The Chancellor, Rishi Sunak, has commissioned a report into the UK’s Capital Gains Tax (CGT) system, it has been announced.
The review will be conducted by the Office of Tax Simplification, with a survey being launched, asking for evidence to seek views about CGT.
Some experts believe that the Government may be exploring the possibility of raising CGT as it looks to offset the £350 billion deficit as a result of the emergency coronavirus spending, which has funded the Coronavirus Job Retention Scheme, Self-Employment Income Support Scheme and other business support measures.
The figures include £30 billion in spending announced by the Chancellor last week, including £9 billion on the Job Retention Bonus Scheme, as well as a jobs programme and green energy programme.
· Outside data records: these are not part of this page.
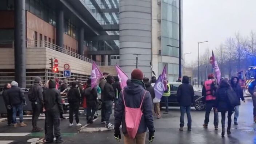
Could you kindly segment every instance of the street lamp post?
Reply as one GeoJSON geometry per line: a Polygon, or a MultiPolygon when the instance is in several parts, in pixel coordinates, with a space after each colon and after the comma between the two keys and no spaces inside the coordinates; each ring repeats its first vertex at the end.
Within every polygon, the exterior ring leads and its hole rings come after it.
{"type": "Polygon", "coordinates": [[[192,52],[184,53],[184,68],[186,68],[186,55],[192,53],[192,52]]]}
{"type": "Polygon", "coordinates": [[[199,88],[199,44],[202,43],[206,43],[208,42],[208,41],[207,40],[206,41],[197,42],[197,43],[198,43],[198,73],[197,73],[198,75],[197,75],[197,82],[198,82],[198,83],[197,84],[198,84],[199,88]]]}
{"type": "Polygon", "coordinates": [[[136,56],[136,68],[138,68],[138,56],[140,56],[141,55],[138,54],[135,54],[132,55],[133,56],[136,56]]]}

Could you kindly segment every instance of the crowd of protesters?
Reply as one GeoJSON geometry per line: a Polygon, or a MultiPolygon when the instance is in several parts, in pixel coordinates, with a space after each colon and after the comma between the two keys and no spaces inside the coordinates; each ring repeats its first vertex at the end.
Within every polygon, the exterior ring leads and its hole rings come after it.
{"type": "MultiPolygon", "coordinates": [[[[43,129],[37,125],[39,117],[42,112],[45,113],[45,121],[44,130],[45,142],[52,142],[53,138],[56,138],[57,142],[63,141],[60,133],[60,118],[65,119],[63,116],[63,100],[61,96],[66,96],[69,103],[69,126],[73,124],[73,114],[75,114],[77,126],[81,126],[79,119],[79,109],[81,104],[84,108],[84,114],[86,115],[87,123],[92,124],[97,116],[97,100],[100,95],[102,102],[101,123],[106,127],[115,130],[115,137],[117,140],[121,138],[120,127],[124,133],[125,144],[145,143],[146,132],[149,132],[149,140],[152,141],[154,138],[155,128],[153,116],[157,119],[161,118],[160,103],[161,99],[156,97],[153,87],[157,81],[156,77],[152,77],[151,80],[145,77],[143,72],[139,69],[134,70],[131,73],[131,79],[127,81],[127,86],[121,89],[118,77],[109,75],[107,72],[103,73],[103,77],[99,81],[98,86],[92,87],[91,79],[84,84],[78,80],[70,83],[65,79],[63,81],[58,79],[52,79],[43,84],[40,77],[35,79],[34,84],[28,92],[29,100],[31,102],[33,115],[32,131],[39,132],[43,129]],[[113,104],[115,105],[115,123],[110,122],[112,113],[113,104]],[[131,131],[130,124],[126,123],[127,115],[131,115],[133,112],[136,117],[139,117],[137,123],[137,132],[133,136],[131,131]],[[155,115],[153,115],[155,114],[155,115]],[[143,116],[141,116],[142,115],[143,116]],[[128,126],[127,125],[129,125],[128,126]],[[53,129],[54,133],[53,133],[53,129]]],[[[203,84],[202,95],[206,103],[205,113],[204,128],[207,128],[209,123],[210,113],[213,108],[214,115],[214,126],[218,129],[218,113],[221,113],[221,135],[225,133],[226,113],[227,112],[228,135],[231,133],[231,116],[235,112],[234,123],[238,125],[239,108],[240,99],[245,102],[242,89],[239,84],[237,77],[231,79],[230,81],[226,79],[221,80],[217,84],[214,75],[208,76],[208,80],[203,84]]],[[[179,77],[177,81],[181,83],[177,91],[178,102],[180,104],[180,129],[184,130],[184,116],[186,113],[188,119],[187,130],[192,129],[192,120],[191,114],[191,106],[195,103],[195,93],[193,87],[189,84],[189,78],[184,76],[179,77]]],[[[249,87],[249,91],[253,95],[254,106],[254,120],[256,122],[256,80],[249,87]]],[[[162,100],[165,105],[164,114],[169,111],[169,99],[171,96],[171,86],[167,81],[166,88],[163,95],[162,100]]],[[[23,106],[27,105],[24,92],[18,87],[15,81],[7,84],[4,86],[3,93],[7,111],[8,124],[16,127],[18,125],[16,121],[17,115],[19,117],[20,125],[25,127],[27,125],[23,120],[23,106]]],[[[129,120],[132,121],[131,119],[129,120]]],[[[134,134],[134,133],[133,133],[134,134]]]]}

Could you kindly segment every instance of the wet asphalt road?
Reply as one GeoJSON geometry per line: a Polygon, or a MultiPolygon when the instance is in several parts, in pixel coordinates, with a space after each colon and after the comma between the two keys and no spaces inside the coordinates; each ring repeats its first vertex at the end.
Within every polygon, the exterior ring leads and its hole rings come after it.
{"type": "MultiPolygon", "coordinates": [[[[210,115],[208,128],[205,129],[202,127],[204,119],[204,112],[196,111],[193,108],[191,111],[192,131],[188,132],[187,128],[185,127],[184,131],[181,132],[179,130],[180,115],[179,108],[170,107],[168,114],[162,115],[161,119],[155,119],[155,139],[152,144],[256,144],[256,124],[254,124],[253,122],[252,101],[250,98],[248,98],[245,103],[243,102],[241,103],[238,119],[239,125],[235,126],[232,121],[231,134],[228,136],[226,133],[224,138],[221,137],[221,128],[220,128],[221,127],[220,113],[219,115],[219,130],[214,130],[212,111],[210,115]]],[[[161,112],[163,112],[162,111],[161,112]]],[[[84,117],[83,116],[81,116],[81,123],[82,124],[85,124],[84,117]]],[[[233,114],[232,121],[233,118],[233,114]]],[[[187,117],[185,116],[185,125],[186,125],[186,119],[187,117]]],[[[30,121],[27,120],[25,121],[29,124],[29,126],[25,128],[11,128],[6,126],[5,122],[0,123],[0,135],[3,133],[31,132],[30,121]]],[[[122,136],[120,142],[116,141],[113,137],[113,131],[79,133],[77,131],[78,128],[75,127],[69,127],[68,126],[68,120],[61,121],[61,132],[65,140],[63,143],[63,144],[123,143],[123,136],[122,136]]],[[[44,120],[40,120],[40,125],[43,127],[44,124],[44,120]]],[[[227,124],[226,125],[227,125],[227,124]]],[[[148,136],[147,135],[146,143],[148,143],[148,136]]],[[[28,140],[34,138],[40,139],[43,139],[44,132],[32,133],[24,136],[0,136],[0,144],[2,143],[1,141],[3,140],[13,140],[13,141],[11,143],[13,144],[30,144],[31,143],[28,142],[28,140]]],[[[34,143],[34,144],[39,143],[34,143]]]]}

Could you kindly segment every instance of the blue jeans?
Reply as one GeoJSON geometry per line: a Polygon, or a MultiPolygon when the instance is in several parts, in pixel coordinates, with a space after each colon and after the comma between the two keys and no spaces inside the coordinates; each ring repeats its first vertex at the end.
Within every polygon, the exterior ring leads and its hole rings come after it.
{"type": "Polygon", "coordinates": [[[164,103],[165,104],[165,112],[168,112],[169,111],[169,105],[168,105],[168,98],[169,96],[163,96],[164,99],[164,103]]]}
{"type": "Polygon", "coordinates": [[[107,124],[109,123],[110,116],[112,114],[112,107],[113,107],[113,101],[112,100],[104,101],[105,107],[105,118],[107,124]]]}
{"type": "Polygon", "coordinates": [[[191,116],[190,115],[190,109],[191,108],[191,106],[180,106],[180,127],[184,127],[184,115],[185,113],[187,113],[187,116],[188,117],[188,129],[191,129],[191,123],[192,123],[192,120],[191,119],[191,116]]]}
{"type": "Polygon", "coordinates": [[[23,122],[23,108],[21,104],[18,105],[12,105],[12,123],[16,124],[16,116],[19,114],[20,123],[23,122]]]}
{"type": "Polygon", "coordinates": [[[235,107],[235,116],[234,116],[234,122],[237,122],[237,119],[239,115],[239,105],[235,107]]]}

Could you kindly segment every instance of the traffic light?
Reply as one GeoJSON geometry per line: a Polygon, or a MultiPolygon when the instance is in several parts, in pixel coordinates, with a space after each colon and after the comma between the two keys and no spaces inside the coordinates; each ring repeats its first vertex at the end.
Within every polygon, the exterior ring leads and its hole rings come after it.
{"type": "Polygon", "coordinates": [[[49,63],[51,65],[51,67],[50,67],[50,68],[51,68],[51,69],[52,70],[52,72],[54,72],[53,71],[53,59],[52,58],[51,58],[51,59],[49,59],[50,61],[51,61],[51,63],[49,63]]]}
Currently, there are a number of exemptions on CGT, with anyone who sells their main residence being exempt from the tax, but these exemptions will now be under review.
The current tax-free allowance of £12,300 is also under consideration, with the potential for this to be reduced to raise more revenue.
Experts believe that the review indicates the Government’s intentions to explore a further review of wealth taxes as it attempts to address the significant deficit as a result of the COVID-19 pandemic.
The Treasury has, however, played down the significance of the review, stating: “This is standard internal working. There is no expectation or plans for policy changes as a result.”